The goal of a physical therapist is to help individuals manage pain and improve their physical movement. Most patients of a physical therapist will be those with disabilities, injuries, or serious illness. Physical therapists will not only employ the use of exercises, tools, and equipment to improve a patient’s pain or range of motion, but also assess patients, determine what their goals should be, and choose how to best meet those goals.

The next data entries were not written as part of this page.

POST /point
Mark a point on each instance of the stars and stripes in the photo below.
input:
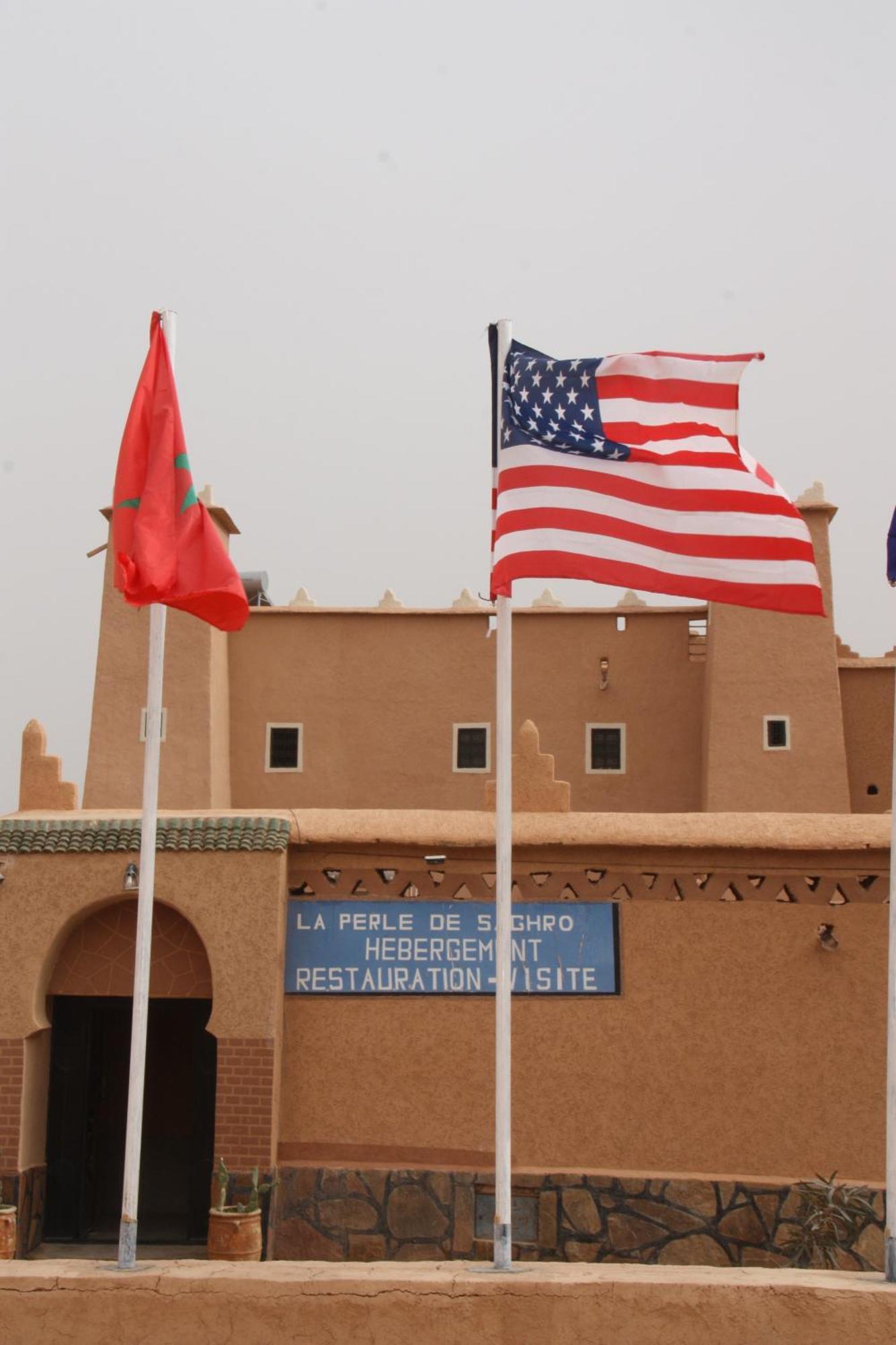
(627, 471)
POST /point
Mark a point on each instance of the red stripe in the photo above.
(713, 360)
(686, 391)
(633, 432)
(677, 544)
(661, 497)
(561, 566)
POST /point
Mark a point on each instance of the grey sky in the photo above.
(338, 196)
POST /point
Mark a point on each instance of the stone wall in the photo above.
(325, 1214)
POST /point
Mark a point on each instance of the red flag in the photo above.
(166, 547)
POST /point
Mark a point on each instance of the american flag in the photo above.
(627, 471)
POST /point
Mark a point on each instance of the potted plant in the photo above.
(7, 1227)
(829, 1218)
(235, 1231)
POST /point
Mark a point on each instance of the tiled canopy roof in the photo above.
(95, 836)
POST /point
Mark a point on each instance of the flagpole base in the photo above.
(128, 1245)
(503, 1252)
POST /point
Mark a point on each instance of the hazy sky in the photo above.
(338, 196)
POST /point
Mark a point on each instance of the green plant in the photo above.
(255, 1192)
(829, 1218)
(3, 1204)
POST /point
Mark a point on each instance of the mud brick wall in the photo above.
(325, 1214)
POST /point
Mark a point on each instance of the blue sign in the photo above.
(448, 949)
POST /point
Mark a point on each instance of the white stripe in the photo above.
(696, 445)
(666, 367)
(624, 410)
(692, 478)
(716, 524)
(635, 553)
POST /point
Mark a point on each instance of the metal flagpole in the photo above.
(158, 614)
(889, 1235)
(503, 886)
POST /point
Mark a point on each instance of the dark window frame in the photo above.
(482, 757)
(278, 754)
(612, 736)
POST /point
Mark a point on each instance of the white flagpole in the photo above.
(889, 1234)
(158, 613)
(503, 886)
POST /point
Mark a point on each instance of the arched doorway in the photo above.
(89, 1005)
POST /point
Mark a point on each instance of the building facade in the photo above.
(706, 773)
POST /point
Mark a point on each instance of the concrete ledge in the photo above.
(438, 1304)
(477, 829)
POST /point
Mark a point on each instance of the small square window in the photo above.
(471, 748)
(776, 732)
(284, 747)
(606, 748)
(143, 726)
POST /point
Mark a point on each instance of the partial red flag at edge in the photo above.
(166, 547)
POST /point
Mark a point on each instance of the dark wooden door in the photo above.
(88, 1116)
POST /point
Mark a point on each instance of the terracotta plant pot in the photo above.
(235, 1237)
(7, 1233)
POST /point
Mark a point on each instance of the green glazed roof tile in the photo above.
(93, 836)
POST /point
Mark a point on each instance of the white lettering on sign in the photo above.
(447, 948)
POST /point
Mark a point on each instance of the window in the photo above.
(776, 732)
(606, 748)
(143, 724)
(283, 748)
(471, 748)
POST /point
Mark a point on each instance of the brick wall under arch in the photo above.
(97, 958)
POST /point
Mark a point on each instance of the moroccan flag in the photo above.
(166, 547)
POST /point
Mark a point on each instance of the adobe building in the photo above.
(717, 777)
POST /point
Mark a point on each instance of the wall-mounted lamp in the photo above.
(826, 938)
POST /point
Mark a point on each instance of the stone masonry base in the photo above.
(329, 1214)
(206, 1303)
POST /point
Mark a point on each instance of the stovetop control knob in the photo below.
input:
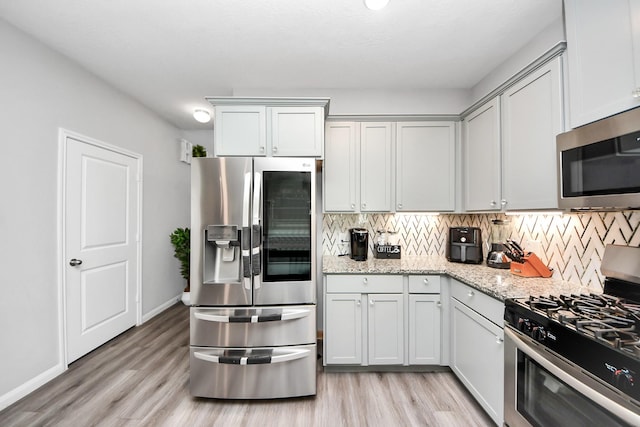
(524, 325)
(538, 333)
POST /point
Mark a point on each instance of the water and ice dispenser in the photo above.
(222, 254)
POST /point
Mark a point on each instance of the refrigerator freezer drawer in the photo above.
(262, 373)
(253, 327)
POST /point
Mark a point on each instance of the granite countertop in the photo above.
(500, 284)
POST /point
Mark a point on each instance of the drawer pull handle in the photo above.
(287, 314)
(249, 359)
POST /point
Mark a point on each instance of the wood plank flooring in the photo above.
(141, 379)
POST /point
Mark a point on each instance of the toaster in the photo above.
(464, 244)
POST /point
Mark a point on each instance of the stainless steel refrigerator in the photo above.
(253, 278)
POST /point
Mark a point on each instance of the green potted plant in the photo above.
(181, 241)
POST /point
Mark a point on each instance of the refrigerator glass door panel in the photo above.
(220, 222)
(287, 220)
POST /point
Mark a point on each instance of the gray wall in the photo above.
(41, 91)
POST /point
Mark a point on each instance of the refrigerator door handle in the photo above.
(246, 232)
(249, 359)
(256, 238)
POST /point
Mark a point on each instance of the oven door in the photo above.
(542, 389)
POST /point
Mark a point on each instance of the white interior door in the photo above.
(100, 244)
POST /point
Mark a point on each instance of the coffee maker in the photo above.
(359, 243)
(496, 257)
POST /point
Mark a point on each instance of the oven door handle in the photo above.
(620, 411)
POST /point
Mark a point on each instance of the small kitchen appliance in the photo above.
(497, 257)
(465, 245)
(359, 243)
(574, 359)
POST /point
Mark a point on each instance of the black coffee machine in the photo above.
(464, 245)
(359, 243)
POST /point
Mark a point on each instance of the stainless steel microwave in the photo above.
(599, 164)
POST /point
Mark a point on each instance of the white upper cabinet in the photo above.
(341, 167)
(532, 117)
(509, 145)
(358, 167)
(425, 166)
(481, 147)
(603, 47)
(240, 130)
(376, 151)
(269, 126)
(297, 131)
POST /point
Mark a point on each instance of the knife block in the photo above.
(531, 267)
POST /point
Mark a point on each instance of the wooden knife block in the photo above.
(531, 267)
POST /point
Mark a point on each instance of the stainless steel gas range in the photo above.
(574, 360)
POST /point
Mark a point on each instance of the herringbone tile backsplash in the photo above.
(572, 244)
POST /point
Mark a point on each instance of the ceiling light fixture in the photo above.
(201, 116)
(376, 4)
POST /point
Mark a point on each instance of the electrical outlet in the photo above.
(534, 246)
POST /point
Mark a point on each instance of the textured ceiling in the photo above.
(169, 54)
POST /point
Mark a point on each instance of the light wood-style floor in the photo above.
(141, 379)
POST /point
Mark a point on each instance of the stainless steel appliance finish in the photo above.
(573, 360)
(599, 164)
(253, 278)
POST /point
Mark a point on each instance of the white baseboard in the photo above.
(159, 309)
(33, 384)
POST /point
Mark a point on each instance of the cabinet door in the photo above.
(297, 131)
(424, 329)
(482, 168)
(341, 167)
(601, 44)
(343, 329)
(425, 166)
(386, 329)
(240, 130)
(477, 357)
(532, 117)
(375, 167)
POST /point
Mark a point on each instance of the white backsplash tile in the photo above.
(572, 244)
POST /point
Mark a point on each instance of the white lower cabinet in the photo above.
(382, 320)
(477, 348)
(385, 329)
(343, 329)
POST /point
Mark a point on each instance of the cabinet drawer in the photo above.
(485, 305)
(424, 284)
(364, 283)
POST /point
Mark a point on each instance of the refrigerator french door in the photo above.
(253, 272)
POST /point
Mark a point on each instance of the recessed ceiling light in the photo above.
(375, 4)
(201, 116)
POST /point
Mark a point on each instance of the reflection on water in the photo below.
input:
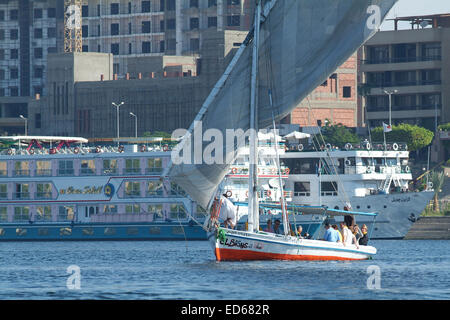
(180, 270)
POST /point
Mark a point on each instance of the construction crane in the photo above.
(73, 39)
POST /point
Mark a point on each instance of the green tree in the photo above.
(338, 135)
(414, 136)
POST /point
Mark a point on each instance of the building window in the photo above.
(51, 12)
(347, 92)
(234, 21)
(85, 11)
(212, 22)
(114, 8)
(38, 72)
(14, 14)
(146, 27)
(14, 73)
(171, 24)
(14, 34)
(51, 33)
(194, 23)
(145, 6)
(114, 29)
(146, 47)
(115, 48)
(195, 44)
(38, 54)
(14, 54)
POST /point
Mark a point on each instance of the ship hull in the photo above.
(236, 245)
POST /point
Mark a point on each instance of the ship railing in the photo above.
(21, 195)
(21, 173)
(43, 172)
(43, 195)
(132, 171)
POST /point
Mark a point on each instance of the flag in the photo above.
(387, 127)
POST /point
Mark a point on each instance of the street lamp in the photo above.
(26, 124)
(135, 123)
(117, 107)
(390, 93)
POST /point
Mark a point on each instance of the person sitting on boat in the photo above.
(228, 212)
(348, 236)
(335, 227)
(269, 227)
(276, 228)
(330, 234)
(365, 238)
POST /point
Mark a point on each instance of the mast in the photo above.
(253, 205)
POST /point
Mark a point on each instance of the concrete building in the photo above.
(164, 92)
(413, 66)
(335, 99)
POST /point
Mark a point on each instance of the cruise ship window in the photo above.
(109, 166)
(44, 213)
(132, 189)
(177, 211)
(65, 167)
(43, 168)
(302, 189)
(154, 165)
(132, 208)
(21, 213)
(154, 188)
(87, 167)
(3, 191)
(109, 208)
(3, 214)
(21, 168)
(65, 213)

A PTA, or physical therapist assistant, will work under the direction of a physical therapist to help patients recover from an injury or illness. PTAs will also help patients who are trying to manage pain or improve their ability to move on their own. A PTA will not only work directly with patients to complete exercises and activities, but may also complete support tasks, such as maintaining equipment and fulfilling an administrative role.
In addition to providing direct patient care, RNs help coordinate patient care as a part of a health care team. RNs supervise CNAs and LPNs. Their other duties include assessment of a patient’s well-being, administering medical treatment, performing medical testing, and consulting with physicians regarding changes in patient status.